Downregulation of Sirtuin 1 Does Not Account for the Impaired Long-Term Potentiation in the Prefrontal Cortex of Female APPswe/PS1dE9 Mice Modelling Alzheimer's Disease

Alzheimer's disease (AD), which predominantly affects women, involves at its onset a metabolic deregulation associated with a synaptic failure. Here, we performed a behavioral, neurophysiological and neurochemical characterization of 9-month-old female APPswe/PS1dE9 (APP/PS1) mice as a model of early AD. These animals showed learning and memory deficits in the Morris water maze, increased thigmotaxis and anxiety-like behavior and showed signs of fear generalization. Long-term potentiation (LTP) was decreased in the prefrontal cortex (PFC), but not in the CA1 hippocampus or amygdala. This was associated with a decreased density of sirtuin-1 in cerebrocortical synaptosomes and a decreased density of sirtuin-1 and sestrin-2 in total cerebrocortical extracts, without alterations of sirtuin-3 levels or of synaptic markers (syntaxin, synaptophysin, SNAP25, PSD95). However, activation of sirtuin-1 did not affect or recover PFC-LTP deficit in APP/PS1 female mice; instead, inhibition of sirtuin-1 increased PFC-LTP magnitude. It is concluded that mood and memory dysfunction in 9-month-old female APP/PS1 mice is associated with a parallel decrease in synaptic plasticity and in synaptic sirtuin-1 levels in the prefrontal cortex, although sirtiun1 activation failed to restore abnormal cortical plasticity.

Automated summary

Alzheimer's disease predominantly affects women and is characterized by metabolic deregulation and synaptic failure.
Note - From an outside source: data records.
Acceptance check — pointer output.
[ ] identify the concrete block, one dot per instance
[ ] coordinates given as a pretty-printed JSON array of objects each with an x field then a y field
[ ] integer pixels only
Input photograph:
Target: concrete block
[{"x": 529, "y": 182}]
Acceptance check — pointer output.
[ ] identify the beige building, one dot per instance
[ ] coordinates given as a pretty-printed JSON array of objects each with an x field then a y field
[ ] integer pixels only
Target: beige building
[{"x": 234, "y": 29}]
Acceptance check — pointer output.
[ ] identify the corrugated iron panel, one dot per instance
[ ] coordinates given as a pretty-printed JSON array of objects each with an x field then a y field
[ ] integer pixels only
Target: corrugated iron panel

In a study on female APPswe/PS1dE9 mice, a model for early AD, it was found that these mice exhibited learning and memory deficits, increased anxiety-like behavior, and signs of fear generalization. The prefrontal cortex showed decreased long-term potentiation and reduced levels of sirtuin-1 and sestrin-2, while synaptic markers remained unchanged. However, activation of sirtuin-1 did not restore abnormal cortical plasticity in APP/PS1 female mice; instead, its inhibition increased plasticity. These findings suggest that mood and memory dysfunction in early AD may be associated with a decrease in synaptic plasticity and sirtuin-1 levels in the prefrontal cortex.